Great Grey Shrike

Lanius excubitor

Great Grey Shrike

The great Grey Shrike is a rare visitor to Scotland whilst on passage with about six birds a year seen, mostly on the east coast. I count myself lucky therefore to have seen one on Mullinavardie. I had seen them in Spain and therefore recognised the upright stance that they adopt whilst perched high is a tree. In this case it was in one of the birch trees next to the road between Trinafour and Kinloch Rannoch. As the Great Grey Shrike is a rarity in Scotland I notified Ron Youngman who was at the time Bird Recorder for Perthshire and he was able to come to Mullinavardie and see the bird too.

The Shrike is a song bird with unusual behaviour in that it preys on small vertebrates such as mice, voles, shrews, small birds, lizards, frogs and toads.

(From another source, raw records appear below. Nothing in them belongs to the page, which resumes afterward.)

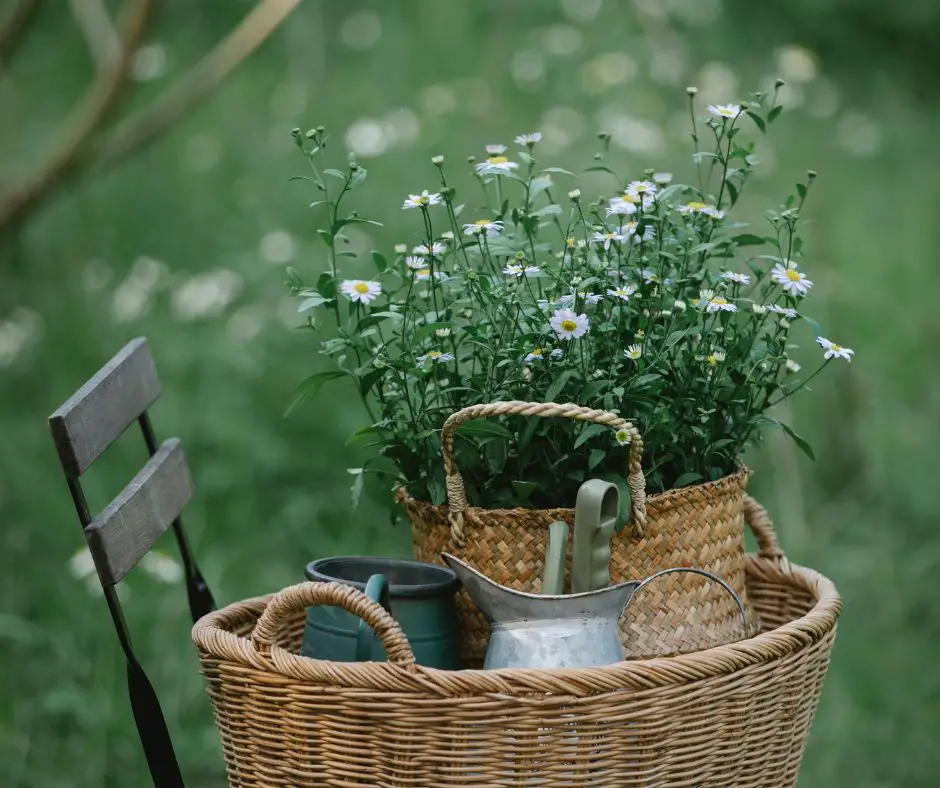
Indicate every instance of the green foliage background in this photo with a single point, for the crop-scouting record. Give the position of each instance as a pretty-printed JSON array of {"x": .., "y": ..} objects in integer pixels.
[{"x": 274, "y": 493}]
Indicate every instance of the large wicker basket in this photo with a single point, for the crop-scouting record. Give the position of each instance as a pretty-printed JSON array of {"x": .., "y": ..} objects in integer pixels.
[
  {"x": 700, "y": 526},
  {"x": 733, "y": 716}
]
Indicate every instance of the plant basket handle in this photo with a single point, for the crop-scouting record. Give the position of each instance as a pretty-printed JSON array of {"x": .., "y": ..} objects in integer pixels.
[
  {"x": 763, "y": 530},
  {"x": 456, "y": 492},
  {"x": 303, "y": 595}
]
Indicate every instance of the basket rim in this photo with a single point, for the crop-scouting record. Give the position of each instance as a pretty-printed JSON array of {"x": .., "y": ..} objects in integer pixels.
[
  {"x": 215, "y": 641},
  {"x": 660, "y": 503}
]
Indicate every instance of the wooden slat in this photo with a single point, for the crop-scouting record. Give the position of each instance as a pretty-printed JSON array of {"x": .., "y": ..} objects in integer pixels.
[
  {"x": 127, "y": 528},
  {"x": 96, "y": 415}
]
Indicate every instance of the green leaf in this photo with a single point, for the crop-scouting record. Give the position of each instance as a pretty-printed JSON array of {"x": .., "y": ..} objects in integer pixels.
[
  {"x": 748, "y": 239},
  {"x": 688, "y": 478},
  {"x": 799, "y": 441},
  {"x": 589, "y": 432},
  {"x": 311, "y": 302},
  {"x": 558, "y": 384},
  {"x": 310, "y": 387},
  {"x": 758, "y": 120},
  {"x": 381, "y": 264},
  {"x": 484, "y": 429},
  {"x": 524, "y": 490}
]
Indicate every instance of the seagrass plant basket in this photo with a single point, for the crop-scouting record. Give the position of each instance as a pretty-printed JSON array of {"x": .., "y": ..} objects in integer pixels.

It also eats invertebrates. When the prey is larger (and they have even been known to kill and eat a young stoat) they impale the animal on a thorn in order to be able to dismember it. Their feet are not strong like a raptor and so they cannot grip the prey with their feet except to carry it a short distance after it is dead. The prey is killed by thumping it on the skull with the heavy beak.

Sometimes small birds are caught in flight when the Shrike flies up underneath and grabs the feet of the prey in its beak.

Prey may be stored in a ‘larder’ which is a thorn bush where the macabre sight of a number of animals impaled in the thorns may be seen. It is usually tadpoles rather than adult frog or toads that are eaten but a Shrike has been witnessed to impale a toad and remove the toxic skin before dining. The shrikes may also leave toxic creatures such as some grasshoppers for a few days in order to render them edible.

There is an interesting association with fieldfares. The two species cooperate to drive off or warn about predators. The shrikes seem to abstain from eating the fieldfares nestlings.